Le economie più virtuose stanno riuscendo a realizzare un bilanciamento tra distruzione di posti di lavoro obsoleti e creazione di nuovi impieghi, con l’effetto di elevare la qualità del mercato del lavoro interno. Per l’orizzonte temporale al 2025, in Europa le stime di Cedefop e Citi Research prevedono proprio la creazione di nuovi posti di lavoro a elevata qualificazione una netta diminuzione di quelli a bassa. In base alle stime della Commissione Europea, da oggi al 2020 rimarranno vacanti fino a 750 mila posti destinati ai professionisti dell’ICT. Ciò contrasta con la crescita della disoccupazione giovanile (15-24 anni) in Europa, che ha raggiunto il 20%, e con le basse competenze digitali della popolazione europea (circa il 45% dei cittadini non va oltre competenze digitali di base). Per far fronte alla possibile carenza di nuovi profili richiesti dal mercato, è stata avviata l’iniziativa Digital Skills and Jobs Coalition. Presentata nel giugno 2016, essa raccoglie più partner, tra cui oltre 30 organizzazioni e gruppi (European Digital Sme Alliance, Esri, Sap Ecdl e Google) e si impegna a ridurre il deficit in materia di competenze digitali. L’obiettivo è di colmare il gap di competenze, sia specialistiche in ambito ICT, sia quelle di tutti i cittadini per svolgere attività quotidiane.
Sarà fondamentale per ogni paese dotarsi di strumenti di monitoraggio in grado di analizzare e prevedere le professioni maggiormente richieste, per spingere sia l’offerta formativa sia la scelta universitaria verso gli ambiti emergenti, che saranno fondamentali per gli anni a venire.
Nelle aziende italiane sono diverse le attività avviate per colmare il gap di competenze digitali. Secondo l’Osservatorio delle Competenze Digitali 2017, spiccano le azioni per l’introduzione di nuove competenze dall’esterno, essenziali per generare un effetto contaminazione sostenere la riconversione di competenze già presenti in azienda.
Le principali azioni che le aziende stanno intraprendendo per il reperimento dei nuovi profili dall’esterno riguardano principalmente il ricorso a network professionali e personali, le attività di recruiting tradizionale (società di selezione, head hunter, agenzie), ma contano anche l’impiego dei Social Media e le interazioni più strette con l’Università, in particolare con le facoltà tecnico-scientifiche.
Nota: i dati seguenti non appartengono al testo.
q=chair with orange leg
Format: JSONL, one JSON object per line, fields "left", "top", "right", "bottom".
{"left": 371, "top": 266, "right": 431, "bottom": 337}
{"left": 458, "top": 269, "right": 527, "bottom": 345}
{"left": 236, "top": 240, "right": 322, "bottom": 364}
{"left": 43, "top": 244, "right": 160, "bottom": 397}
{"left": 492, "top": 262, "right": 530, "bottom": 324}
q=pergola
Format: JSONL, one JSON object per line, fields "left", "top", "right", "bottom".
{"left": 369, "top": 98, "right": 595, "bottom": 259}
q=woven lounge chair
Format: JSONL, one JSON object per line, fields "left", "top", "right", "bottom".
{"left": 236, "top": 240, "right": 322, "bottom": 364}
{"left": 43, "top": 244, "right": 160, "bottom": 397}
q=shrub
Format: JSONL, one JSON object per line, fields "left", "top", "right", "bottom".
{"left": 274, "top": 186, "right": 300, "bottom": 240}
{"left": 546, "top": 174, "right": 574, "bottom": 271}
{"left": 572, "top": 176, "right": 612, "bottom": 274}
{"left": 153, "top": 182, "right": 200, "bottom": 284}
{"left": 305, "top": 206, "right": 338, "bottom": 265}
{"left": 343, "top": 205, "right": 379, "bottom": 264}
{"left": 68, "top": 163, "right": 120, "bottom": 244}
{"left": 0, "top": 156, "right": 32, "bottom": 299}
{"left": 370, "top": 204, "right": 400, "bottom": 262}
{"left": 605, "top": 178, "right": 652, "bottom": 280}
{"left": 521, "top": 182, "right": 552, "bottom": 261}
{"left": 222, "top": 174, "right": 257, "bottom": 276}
Un altro canale per l’accesso alle nuove competenze è quello del crowdsourcing, imperniato su piattaforme online di community che rendono disponibili nuove professionalità in maniera flessibile e rapida, anche sotto forma di servizio.
Per quanto riguarda la riconversione e l’aggiornamento delle competenze già presenti in azienda, le iniziative riguardano principalmente i corsi di formazione su nuove piattaforme tecnologiche, le attività di training on-the-job, i corsi di formazione su soft skill, le attività di coaching e mentoring e la creazione di gruppi interfunzionali. Altro mezzo per la formazione rimane poi il self training online.
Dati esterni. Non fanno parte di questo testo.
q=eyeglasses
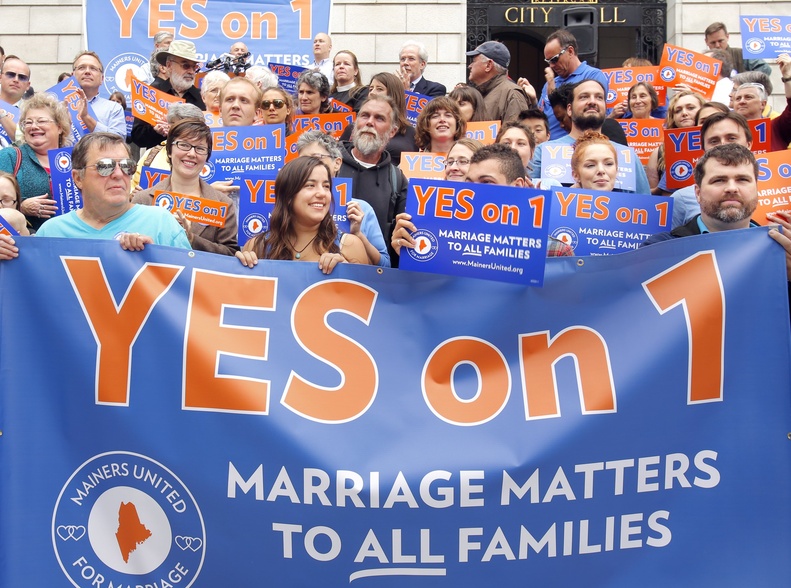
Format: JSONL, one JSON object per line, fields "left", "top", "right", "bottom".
{"left": 20, "top": 118, "right": 55, "bottom": 130}
{"left": 262, "top": 99, "right": 286, "bottom": 109}
{"left": 81, "top": 158, "right": 137, "bottom": 177}
{"left": 174, "top": 140, "right": 209, "bottom": 156}
{"left": 1, "top": 197, "right": 17, "bottom": 207}
{"left": 74, "top": 64, "right": 102, "bottom": 74}
{"left": 444, "top": 157, "right": 471, "bottom": 168}
{"left": 169, "top": 59, "right": 200, "bottom": 73}
{"left": 307, "top": 153, "right": 334, "bottom": 160}
{"left": 3, "top": 71, "right": 30, "bottom": 82}
{"left": 544, "top": 47, "right": 568, "bottom": 65}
Persistono tuttavia diverse criticità. In base ancora ai dati dell’Osservatorio delle Competenze Digitali 2017 (Fig. 6), le principali difficoltà che le aziende incontrano nel recruitment di nuove competenze sono la mancanza sul mercato delle professionalità richieste (per il 51,1% delle aziende), i limitati budget disponibili (per il 35,6%), la distanza tra i bisogni dell’azienda e le professionalità formate dalle scuole e dalle Università (33,3%) e la difficoltà nell’individuare i canali attraverso cui contattare le persone che possiedono le competenze richieste (33%).
Ci sono poi anche le barriere nel far evolvere le competenze già presenti in azienda, tra cui spiccano gli elevati costi nascosti (tempo sottratto ad altre attività importanti), gli elevati costi della formazione esterna e di un aggiornamento sistematico.
Per contro, un’importante azione intrapresa è rappresentata dal Piano del Ministero dell’Istruzione per colmare il ritardo degli studenti italiani proprio per le competenze digitali: il progetto prevede un investimento di 80 milioni di euro e rientra nel Programma Operativo Nazionale (PON). Il principale obiettivo è quello dello sviluppo delle competenze digitali fra gli studenti e per la didattica innovativa secondo due linee guida: la prima riguarda le “competenze di cittadinanza digitale”, la seconda il “pensiero computazionale e la creatività digitale”. Nel primo ambito, l’obiettivo è di creare consapevolezza tra gli studenti sull’utilizzo dell’informazione online, della rete e dei dati, e dare gli strumenti per valutare la qualità, l’integrità e la veridicità delle informazioni. Il secondo ambito riguarda la necessità di riportare le basi dell’informatica e della programmazione nelle scuole, lo sviluppo del pensiero logico e la capacità di risolvere i problemi a livello interdisciplinare.